43. Lo stesso Giudice delle leggi, nel riconoscere la conformità a Costituzione dell'anzidetta interpretazione della disciplina concernente il dolo, costituente ormai diritto vivente, ne ha ricostruito il significato nei termini di un principio di settore che riguarda il tema dell'indebito ed implica, sia pure in termini bisognosi di specificazione in rapporto alle varie ipotesi di prestazioni, che, diversamente dalla regola generale di incondizionata ripetibilità dell'indebito posta dall'art. 2033 c.c., trovi applicazione la diversa regola, propria di tale sottosistema normativo, che esclude la ripetizione in presenza di una situazione di fatto avente come minimo comun denominatore la non addebitabilità al percipiente della erogazione non dovuta (cfr. in tal senso Corte Cost. nn. 431 del 1993 e 166 del 1996). 

44. Nel solco di tale principio, si è precisato che la portata innovativa della L. n. 412 del 1991, art. 13, comma 1, come tale destinata ad operare all'indomani della sua entrata in vigore, concerne l'imposizione al pensionato di un più ampio obbligo di collaborazione nella segnalazione di "fatti incidenti sul diritto o sulla misura della pensione goduta, che non siano già conosciuti dall'ente competente", da ricondurre al generale dovere di correttezza nell'attuazione del rapporto obbligatorio di cui all'art. 1175 c.c. (Cass. nn. 1919 del 2018 e 8731 del 2019). 

45. Infine, come noto, la qualificazione dell'elemento soggettivo costituisce attività tipica del giudice e compito del giudice è l'accertamento del dolo, agli effetti della disciplina applicabile dell'indebito previdenziale e, dunque, l'indagine, nei termini dianzi esposti, sul dolo del percettore di trattamenti previdenziali indebiti rimane insindacabile in sede di legittimità. 

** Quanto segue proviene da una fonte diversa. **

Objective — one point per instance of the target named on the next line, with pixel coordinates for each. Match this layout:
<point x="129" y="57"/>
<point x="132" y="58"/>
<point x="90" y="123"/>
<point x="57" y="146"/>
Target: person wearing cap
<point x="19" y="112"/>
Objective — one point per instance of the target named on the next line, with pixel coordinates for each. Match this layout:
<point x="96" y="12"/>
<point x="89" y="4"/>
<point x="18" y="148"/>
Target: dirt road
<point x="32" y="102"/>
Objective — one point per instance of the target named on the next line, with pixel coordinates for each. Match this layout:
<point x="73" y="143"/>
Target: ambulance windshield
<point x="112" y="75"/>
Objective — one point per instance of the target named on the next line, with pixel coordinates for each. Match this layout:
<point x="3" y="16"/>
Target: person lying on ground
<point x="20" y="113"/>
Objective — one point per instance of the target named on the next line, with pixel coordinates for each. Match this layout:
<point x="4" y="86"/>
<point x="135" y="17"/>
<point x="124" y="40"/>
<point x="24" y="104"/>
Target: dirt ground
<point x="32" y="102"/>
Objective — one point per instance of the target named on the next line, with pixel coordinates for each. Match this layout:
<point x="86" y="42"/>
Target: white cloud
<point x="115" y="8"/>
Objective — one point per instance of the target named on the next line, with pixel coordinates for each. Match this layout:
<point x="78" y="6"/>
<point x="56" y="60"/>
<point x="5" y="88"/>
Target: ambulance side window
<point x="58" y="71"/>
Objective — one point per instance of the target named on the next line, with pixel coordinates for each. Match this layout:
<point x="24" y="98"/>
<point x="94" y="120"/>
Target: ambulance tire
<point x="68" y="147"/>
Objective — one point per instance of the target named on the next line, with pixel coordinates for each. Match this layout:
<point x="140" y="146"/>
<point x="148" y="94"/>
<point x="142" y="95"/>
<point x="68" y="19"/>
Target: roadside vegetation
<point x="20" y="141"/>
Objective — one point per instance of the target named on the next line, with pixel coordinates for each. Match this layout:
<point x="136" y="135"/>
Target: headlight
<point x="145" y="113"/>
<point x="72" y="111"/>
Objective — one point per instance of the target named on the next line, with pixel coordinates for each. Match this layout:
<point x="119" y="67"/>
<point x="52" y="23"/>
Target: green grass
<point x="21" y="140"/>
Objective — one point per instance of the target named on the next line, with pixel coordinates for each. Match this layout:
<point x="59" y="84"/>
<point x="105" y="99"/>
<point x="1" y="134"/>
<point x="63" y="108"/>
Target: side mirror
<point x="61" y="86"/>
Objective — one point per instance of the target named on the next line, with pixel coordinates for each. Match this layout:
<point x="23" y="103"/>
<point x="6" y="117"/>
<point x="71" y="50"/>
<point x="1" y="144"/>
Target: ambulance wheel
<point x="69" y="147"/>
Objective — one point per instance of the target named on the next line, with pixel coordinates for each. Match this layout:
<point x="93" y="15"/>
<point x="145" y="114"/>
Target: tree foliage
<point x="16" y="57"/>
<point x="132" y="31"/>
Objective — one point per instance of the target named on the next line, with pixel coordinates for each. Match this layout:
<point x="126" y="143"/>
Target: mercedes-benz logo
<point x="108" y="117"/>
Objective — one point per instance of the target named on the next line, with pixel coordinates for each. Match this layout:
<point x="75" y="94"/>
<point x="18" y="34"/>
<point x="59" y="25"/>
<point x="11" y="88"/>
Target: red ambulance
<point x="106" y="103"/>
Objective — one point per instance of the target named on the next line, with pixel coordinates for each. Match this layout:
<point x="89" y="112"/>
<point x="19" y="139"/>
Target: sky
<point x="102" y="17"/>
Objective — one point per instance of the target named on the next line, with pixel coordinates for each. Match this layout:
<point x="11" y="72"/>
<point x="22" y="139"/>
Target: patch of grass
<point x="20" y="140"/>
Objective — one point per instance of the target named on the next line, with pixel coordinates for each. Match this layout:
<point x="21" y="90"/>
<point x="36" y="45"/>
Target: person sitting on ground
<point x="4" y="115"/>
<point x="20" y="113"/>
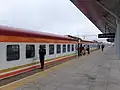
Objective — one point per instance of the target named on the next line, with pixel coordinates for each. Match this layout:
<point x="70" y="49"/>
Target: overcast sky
<point x="54" y="16"/>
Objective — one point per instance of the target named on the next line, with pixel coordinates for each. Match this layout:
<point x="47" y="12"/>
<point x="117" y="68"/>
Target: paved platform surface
<point x="97" y="71"/>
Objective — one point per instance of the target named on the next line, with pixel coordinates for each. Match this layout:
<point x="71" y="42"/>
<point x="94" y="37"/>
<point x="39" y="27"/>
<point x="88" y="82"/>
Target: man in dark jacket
<point x="42" y="56"/>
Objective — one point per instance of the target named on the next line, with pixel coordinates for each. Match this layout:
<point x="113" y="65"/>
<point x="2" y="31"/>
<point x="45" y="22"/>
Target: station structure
<point x="105" y="14"/>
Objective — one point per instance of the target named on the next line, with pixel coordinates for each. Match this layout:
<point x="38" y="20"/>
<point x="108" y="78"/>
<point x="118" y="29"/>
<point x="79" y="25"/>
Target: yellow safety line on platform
<point x="21" y="82"/>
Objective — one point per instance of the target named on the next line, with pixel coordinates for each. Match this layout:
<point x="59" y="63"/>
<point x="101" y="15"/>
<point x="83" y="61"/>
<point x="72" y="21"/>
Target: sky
<point x="53" y="16"/>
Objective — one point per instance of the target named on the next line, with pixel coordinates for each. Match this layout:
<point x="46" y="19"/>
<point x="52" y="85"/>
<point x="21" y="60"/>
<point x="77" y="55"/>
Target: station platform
<point x="97" y="71"/>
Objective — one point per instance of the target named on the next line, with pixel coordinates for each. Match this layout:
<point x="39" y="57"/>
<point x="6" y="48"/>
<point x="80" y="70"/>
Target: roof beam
<point x="108" y="21"/>
<point x="105" y="8"/>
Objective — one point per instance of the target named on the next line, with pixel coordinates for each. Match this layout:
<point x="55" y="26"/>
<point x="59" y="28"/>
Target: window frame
<point x="32" y="51"/>
<point x="57" y="50"/>
<point x="64" y="48"/>
<point x="72" y="47"/>
<point x="7" y="54"/>
<point x="68" y="48"/>
<point x="53" y="52"/>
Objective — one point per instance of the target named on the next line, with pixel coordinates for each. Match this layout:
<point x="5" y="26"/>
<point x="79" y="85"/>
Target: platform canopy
<point x="103" y="13"/>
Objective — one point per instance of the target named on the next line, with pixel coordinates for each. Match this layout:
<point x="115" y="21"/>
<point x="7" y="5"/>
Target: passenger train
<point x="19" y="49"/>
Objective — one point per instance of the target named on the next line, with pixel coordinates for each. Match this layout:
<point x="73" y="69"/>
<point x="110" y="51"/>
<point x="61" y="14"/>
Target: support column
<point x="117" y="40"/>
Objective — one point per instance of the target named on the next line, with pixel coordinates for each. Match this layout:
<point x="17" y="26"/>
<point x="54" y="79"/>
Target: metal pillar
<point x="117" y="40"/>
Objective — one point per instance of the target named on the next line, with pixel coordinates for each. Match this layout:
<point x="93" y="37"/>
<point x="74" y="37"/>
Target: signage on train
<point x="106" y="35"/>
<point x="110" y="39"/>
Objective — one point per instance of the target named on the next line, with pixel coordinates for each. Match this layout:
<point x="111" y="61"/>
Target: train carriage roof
<point x="10" y="31"/>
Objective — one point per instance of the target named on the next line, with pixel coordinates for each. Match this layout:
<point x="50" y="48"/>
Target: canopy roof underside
<point x="103" y="13"/>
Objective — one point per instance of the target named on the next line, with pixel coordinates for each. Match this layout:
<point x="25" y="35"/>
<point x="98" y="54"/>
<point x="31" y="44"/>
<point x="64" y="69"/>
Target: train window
<point x="72" y="47"/>
<point x="58" y="48"/>
<point x="51" y="49"/>
<point x="30" y="51"/>
<point x="68" y="47"/>
<point x="64" y="48"/>
<point x="44" y="47"/>
<point x="13" y="52"/>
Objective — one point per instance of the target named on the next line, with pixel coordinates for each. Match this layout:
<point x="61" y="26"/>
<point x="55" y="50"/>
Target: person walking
<point x="42" y="56"/>
<point x="102" y="47"/>
<point x="88" y="49"/>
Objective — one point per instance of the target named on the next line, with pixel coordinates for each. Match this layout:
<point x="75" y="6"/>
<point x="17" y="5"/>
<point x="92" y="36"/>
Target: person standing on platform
<point x="88" y="49"/>
<point x="42" y="56"/>
<point x="80" y="49"/>
<point x="102" y="47"/>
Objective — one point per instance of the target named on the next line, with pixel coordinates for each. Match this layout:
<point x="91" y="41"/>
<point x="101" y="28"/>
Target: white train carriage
<point x="19" y="49"/>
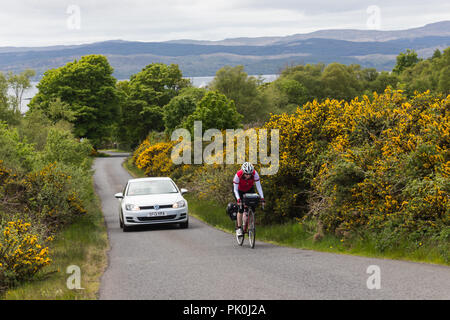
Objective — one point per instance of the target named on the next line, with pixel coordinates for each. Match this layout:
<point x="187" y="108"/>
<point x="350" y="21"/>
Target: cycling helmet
<point x="247" y="168"/>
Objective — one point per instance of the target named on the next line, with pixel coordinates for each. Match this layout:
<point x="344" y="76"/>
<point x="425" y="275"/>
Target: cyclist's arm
<point x="258" y="185"/>
<point x="235" y="186"/>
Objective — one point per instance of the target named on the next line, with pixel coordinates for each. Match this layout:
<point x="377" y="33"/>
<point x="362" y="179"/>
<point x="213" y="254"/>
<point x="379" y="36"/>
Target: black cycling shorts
<point x="241" y="196"/>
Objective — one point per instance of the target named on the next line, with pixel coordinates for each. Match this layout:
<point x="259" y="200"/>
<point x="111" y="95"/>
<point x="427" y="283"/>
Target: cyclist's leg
<point x="239" y="214"/>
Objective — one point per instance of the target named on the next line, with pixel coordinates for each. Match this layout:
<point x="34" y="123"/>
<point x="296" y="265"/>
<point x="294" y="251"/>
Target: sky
<point x="61" y="22"/>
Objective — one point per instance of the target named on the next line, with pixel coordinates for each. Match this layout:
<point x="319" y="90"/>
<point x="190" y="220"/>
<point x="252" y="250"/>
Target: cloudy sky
<point x="52" y="22"/>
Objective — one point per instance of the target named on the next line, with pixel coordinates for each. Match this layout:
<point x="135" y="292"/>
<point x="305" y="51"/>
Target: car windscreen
<point x="141" y="188"/>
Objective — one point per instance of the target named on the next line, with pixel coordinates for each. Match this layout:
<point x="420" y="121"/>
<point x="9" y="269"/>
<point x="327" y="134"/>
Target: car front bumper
<point x="145" y="217"/>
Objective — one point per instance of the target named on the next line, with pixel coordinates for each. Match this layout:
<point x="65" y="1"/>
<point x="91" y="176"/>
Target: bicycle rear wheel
<point x="251" y="228"/>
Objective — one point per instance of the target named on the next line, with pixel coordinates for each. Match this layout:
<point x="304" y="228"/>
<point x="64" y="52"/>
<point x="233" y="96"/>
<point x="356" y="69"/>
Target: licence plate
<point x="157" y="214"/>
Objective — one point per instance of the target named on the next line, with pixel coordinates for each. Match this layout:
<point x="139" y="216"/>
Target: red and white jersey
<point x="243" y="185"/>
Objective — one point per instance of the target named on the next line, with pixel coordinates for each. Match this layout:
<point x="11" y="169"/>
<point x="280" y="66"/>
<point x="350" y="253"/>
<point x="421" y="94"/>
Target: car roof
<point x="150" y="179"/>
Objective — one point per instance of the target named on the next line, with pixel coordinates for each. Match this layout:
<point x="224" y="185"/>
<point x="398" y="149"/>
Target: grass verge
<point x="300" y="236"/>
<point x="84" y="243"/>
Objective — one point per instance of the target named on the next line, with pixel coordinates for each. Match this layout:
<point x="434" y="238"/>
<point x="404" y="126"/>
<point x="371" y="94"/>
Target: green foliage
<point x="83" y="92"/>
<point x="8" y="113"/>
<point x="13" y="151"/>
<point x="62" y="147"/>
<point x="143" y="99"/>
<point x="180" y="107"/>
<point x="405" y="60"/>
<point x="430" y="74"/>
<point x="215" y="111"/>
<point x="18" y="84"/>
<point x="339" y="82"/>
<point x="236" y="85"/>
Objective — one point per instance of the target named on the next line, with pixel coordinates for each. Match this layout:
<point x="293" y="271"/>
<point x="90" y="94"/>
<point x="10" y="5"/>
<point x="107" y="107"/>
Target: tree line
<point x="158" y="99"/>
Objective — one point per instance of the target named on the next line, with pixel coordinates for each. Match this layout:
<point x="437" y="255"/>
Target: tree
<point x="180" y="107"/>
<point x="405" y="60"/>
<point x="436" y="54"/>
<point x="236" y="85"/>
<point x="143" y="99"/>
<point x="339" y="83"/>
<point x="444" y="80"/>
<point x="383" y="80"/>
<point x="215" y="111"/>
<point x="19" y="83"/>
<point x="88" y="87"/>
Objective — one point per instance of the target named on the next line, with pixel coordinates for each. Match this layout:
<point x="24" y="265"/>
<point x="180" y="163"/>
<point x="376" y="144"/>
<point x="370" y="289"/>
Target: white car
<point x="147" y="201"/>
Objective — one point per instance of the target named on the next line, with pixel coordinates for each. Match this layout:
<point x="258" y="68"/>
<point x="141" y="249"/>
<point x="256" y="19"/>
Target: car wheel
<point x="126" y="228"/>
<point x="184" y="225"/>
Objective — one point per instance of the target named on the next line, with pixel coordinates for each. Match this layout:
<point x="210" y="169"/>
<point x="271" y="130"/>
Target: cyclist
<point x="244" y="182"/>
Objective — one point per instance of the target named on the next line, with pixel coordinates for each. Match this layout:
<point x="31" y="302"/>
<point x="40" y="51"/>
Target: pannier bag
<point x="251" y="199"/>
<point x="232" y="210"/>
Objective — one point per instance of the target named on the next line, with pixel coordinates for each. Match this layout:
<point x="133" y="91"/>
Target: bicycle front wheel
<point x="251" y="228"/>
<point x="240" y="239"/>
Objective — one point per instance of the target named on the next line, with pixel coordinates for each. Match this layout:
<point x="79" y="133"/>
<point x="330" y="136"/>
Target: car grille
<point x="172" y="216"/>
<point x="160" y="207"/>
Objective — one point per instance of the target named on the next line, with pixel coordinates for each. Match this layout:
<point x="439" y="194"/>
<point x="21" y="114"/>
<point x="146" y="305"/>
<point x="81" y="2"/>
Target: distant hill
<point x="267" y="55"/>
<point x="433" y="29"/>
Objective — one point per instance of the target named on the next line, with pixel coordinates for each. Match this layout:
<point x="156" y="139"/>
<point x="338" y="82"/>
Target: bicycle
<point x="250" y="201"/>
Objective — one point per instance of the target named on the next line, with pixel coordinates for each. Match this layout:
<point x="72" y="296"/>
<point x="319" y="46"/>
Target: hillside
<point x="369" y="48"/>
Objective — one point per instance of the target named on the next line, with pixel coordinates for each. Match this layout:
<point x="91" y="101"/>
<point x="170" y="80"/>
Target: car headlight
<point x="179" y="204"/>
<point x="132" y="207"/>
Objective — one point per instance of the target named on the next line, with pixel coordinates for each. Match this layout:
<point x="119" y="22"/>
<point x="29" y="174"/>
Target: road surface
<point x="205" y="263"/>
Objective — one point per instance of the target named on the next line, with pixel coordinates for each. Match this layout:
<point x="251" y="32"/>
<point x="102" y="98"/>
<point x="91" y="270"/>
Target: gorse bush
<point x="372" y="167"/>
<point x="41" y="191"/>
<point x="22" y="253"/>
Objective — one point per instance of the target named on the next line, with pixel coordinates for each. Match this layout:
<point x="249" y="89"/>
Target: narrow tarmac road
<point x="205" y="263"/>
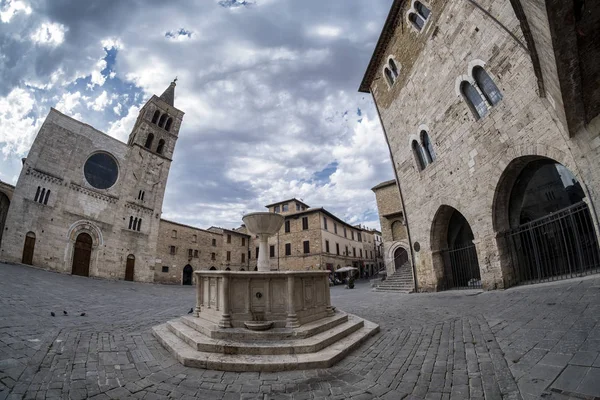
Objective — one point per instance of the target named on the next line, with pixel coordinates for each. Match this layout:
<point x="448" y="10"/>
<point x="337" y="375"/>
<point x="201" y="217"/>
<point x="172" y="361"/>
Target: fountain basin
<point x="287" y="299"/>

46. Ebbene, a tali principi si è attenuta la Corte di merito allorchè, ricondotta la fattispecie nell'alveo dell'indebito previdenziale e accertate, in fatto, la sussistenza, in concreto, della non addebitabilità al percipiente dell'erogazione non dovuta e la presenza di una situazione idonea a creare legittimo affidamento, ha escluso una condotta dolosamente preordinata a conseguire immeritati benefici patrimoniali, per non avere l'assicurato mai celato, all'INPS, lo svolgimento di attività lavorativa autonoma, provvedendo, anzi, al puntuale e costante versamento dei relativi contributi nella gestione separata, ragione per cui l'INPS, già prima della elargizione della pensione di anzianità, e in costanza del versamento dell'indennità di mobilità, era o avrebbe dovuto essere a conoscenza della situazione professionale del lavoratore. 

47. In conclusione, il ricorso è da rigettare. 

48. La novità della questione consiglia la compensazione delle spese del giudizio. 

P.Q.M. 

La Corte rigetta il ricorso; spese compensate. Ai sensi del D.P.R. n. 115 del 2002, art. 13,comma 1-quater, sussistono i presupposti processuali per il versamento, a carico della parte ricorrente, dell'ulteriore importo, a titolo di contributo unificato, pari a quello per il ricorso ex art. 13,comma 1, se dovuto. 

Così deciso in Roma, nella camera di consiglio, il 7 luglio 2022.